Nach § 4 AuslPflVG ist Versicherungsschutz für ausländische Kraftfahrzeuge und Kraftfahrzeuganhänger nach den im Inland geltenden Versicherungsbedingungen zu gewähren. Gemäß § 3 Abs. 1 KfzPflVV muss die Versicherung des (ziehenden) Kraftfahrzeugs auch die Haftung für Schäden umfassen, die durch einen Anhänger oder Auflieger verursacht werden, der mit dem Kraftfahrzeug verbunden ist oder sich während des Gebrauchs von diesem löst und sich noch in Bewegung befindet. Nach Absatz 2 dieser Vorschrift in seiner bis zum 31.12.02 gültigen Fassung konnte bei der Versicherung eines Anhängers oder Aufliegers vereinbart werden, dass der Versicherungsschutz u. a. nur für Schäden galt, die durch den Anhänger verursacht wurden, wenn er mit einem Kraftfahrzeug nicht verbunden war oder sich von ihm gelöst hatte und sich nicht mehr in Bewegung befand. Im Zuge der Einführung der selbständigen Gefährdungshaftung für Anhänger in § 7 Abs. 1 StVG durch das Änderungsgesetz vom 19.07.02 wurde Abs. 2 des § 3 KfzPflVV mit Wirkung zum 01.01.03 aufgehoben, während Absatz 1 in der bisherigen Fassung aufrechterhalten blieb. Diese Norm, die in § 10 a AKB umgesetzt wurde, sah nicht nur die Erstreckung der Haftpflichtversicherung des Zugfahrzeugs auf vom Anhänger verursachte Schäden vor, sondern aus ihr wurde nach der bis dahin geltenden Rechtslage zugleich auch die Anordnung einer vorrangigen Haftung für den Innenausgleich der Versicherer hergeleitet (vgl. OLG München NZV 1999, 124, 125; Feyock/Jacobsen/Lemor Kraftfahrtversicherung, 2. Aufl. 2002, § 10 a AKB Rdnr. 11; Stiefel/Hofmann, Kraftfahrtversicherung, 17. Aufl. 2000, § 10 a AKB Rdnr. 1 m.w.N.). Der Senat vermag nicht zu erkennen, dass der Gesetzgeber mit dem Änderungsgesetz vom 19.07.02 diese Haftungsanordnung für das Innenverhältnis abweichend regeln wollte.

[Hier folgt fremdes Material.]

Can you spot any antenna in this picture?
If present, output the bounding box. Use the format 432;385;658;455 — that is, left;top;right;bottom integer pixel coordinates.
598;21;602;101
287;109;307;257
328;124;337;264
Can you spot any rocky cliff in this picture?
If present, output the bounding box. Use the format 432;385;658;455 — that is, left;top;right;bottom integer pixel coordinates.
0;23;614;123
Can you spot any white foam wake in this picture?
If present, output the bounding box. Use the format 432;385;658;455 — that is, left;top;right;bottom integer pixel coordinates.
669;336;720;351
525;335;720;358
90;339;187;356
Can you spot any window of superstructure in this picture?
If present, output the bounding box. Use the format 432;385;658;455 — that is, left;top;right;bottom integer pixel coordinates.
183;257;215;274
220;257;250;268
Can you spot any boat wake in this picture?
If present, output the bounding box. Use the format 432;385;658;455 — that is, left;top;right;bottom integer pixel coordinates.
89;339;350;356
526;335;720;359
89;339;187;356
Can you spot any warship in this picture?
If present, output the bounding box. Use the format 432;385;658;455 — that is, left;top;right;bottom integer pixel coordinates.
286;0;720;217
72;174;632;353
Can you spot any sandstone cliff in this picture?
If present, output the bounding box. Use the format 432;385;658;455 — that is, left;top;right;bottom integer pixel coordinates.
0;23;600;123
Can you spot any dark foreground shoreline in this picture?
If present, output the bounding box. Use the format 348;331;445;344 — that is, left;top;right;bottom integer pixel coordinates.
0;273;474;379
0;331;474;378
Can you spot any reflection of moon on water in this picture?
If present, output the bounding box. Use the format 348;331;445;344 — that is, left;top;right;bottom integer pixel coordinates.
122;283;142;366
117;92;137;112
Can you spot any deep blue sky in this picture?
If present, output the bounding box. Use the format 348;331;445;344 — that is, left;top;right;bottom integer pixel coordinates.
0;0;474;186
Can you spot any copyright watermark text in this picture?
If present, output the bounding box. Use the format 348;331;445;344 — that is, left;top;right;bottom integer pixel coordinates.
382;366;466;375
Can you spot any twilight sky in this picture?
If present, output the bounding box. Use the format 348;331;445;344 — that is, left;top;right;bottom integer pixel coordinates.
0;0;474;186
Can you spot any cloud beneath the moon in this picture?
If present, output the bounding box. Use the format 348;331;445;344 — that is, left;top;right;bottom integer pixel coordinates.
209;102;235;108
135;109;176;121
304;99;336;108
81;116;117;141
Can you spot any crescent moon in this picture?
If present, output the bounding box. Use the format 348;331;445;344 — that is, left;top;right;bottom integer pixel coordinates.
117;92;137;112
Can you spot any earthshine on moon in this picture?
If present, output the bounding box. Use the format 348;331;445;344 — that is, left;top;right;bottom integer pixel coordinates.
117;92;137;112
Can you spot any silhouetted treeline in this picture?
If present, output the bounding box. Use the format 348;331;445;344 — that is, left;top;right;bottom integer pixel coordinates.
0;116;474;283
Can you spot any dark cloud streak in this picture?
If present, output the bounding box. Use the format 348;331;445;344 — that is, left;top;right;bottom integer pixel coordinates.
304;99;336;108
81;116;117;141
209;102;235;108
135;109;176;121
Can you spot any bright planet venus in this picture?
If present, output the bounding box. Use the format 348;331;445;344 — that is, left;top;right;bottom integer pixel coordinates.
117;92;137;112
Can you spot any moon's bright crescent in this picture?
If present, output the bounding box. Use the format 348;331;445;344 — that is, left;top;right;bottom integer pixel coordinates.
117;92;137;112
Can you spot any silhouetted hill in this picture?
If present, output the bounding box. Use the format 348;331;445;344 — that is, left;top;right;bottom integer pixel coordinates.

1. Auch die Klägerin räumt ein, dass die verbliebene Regelung in § 3 Abs. 1 KfzPflVV im Hinblick auf die Einführung der Anhängerhaftung im Rahmen des § 7 Abs. 1 StVG weitestgehend überflüssig wäre, wenn man die geänderten Vorschriften in ihrem Sinne auslegen würde. Der Senat schließt demgegenüber aus der Aufrechterhaltung der Norm, dass sich nach dem Willen des Gesetzgebers an der vorrangigen Haftung des Halters einer Zugmaschine im Innenverhältnis zum Halter des verbundenen Anhängers nichts ändern sollte. Es erscheint äußerst unwahrscheinlich, dass die genannte Vorschrift auf Grund eines einfachen Redaktionsversehens beibehalten wurde. Denn wie die Aufhebung ihres Absatzes 2 zeigt, hat sich der Gesetzgeber durchaus mit der Frage auseinandergesetzt, inwieweit die selbständige Gefährdungshaftung des Anhängers eine Änderung der KfzPflVV erfordert.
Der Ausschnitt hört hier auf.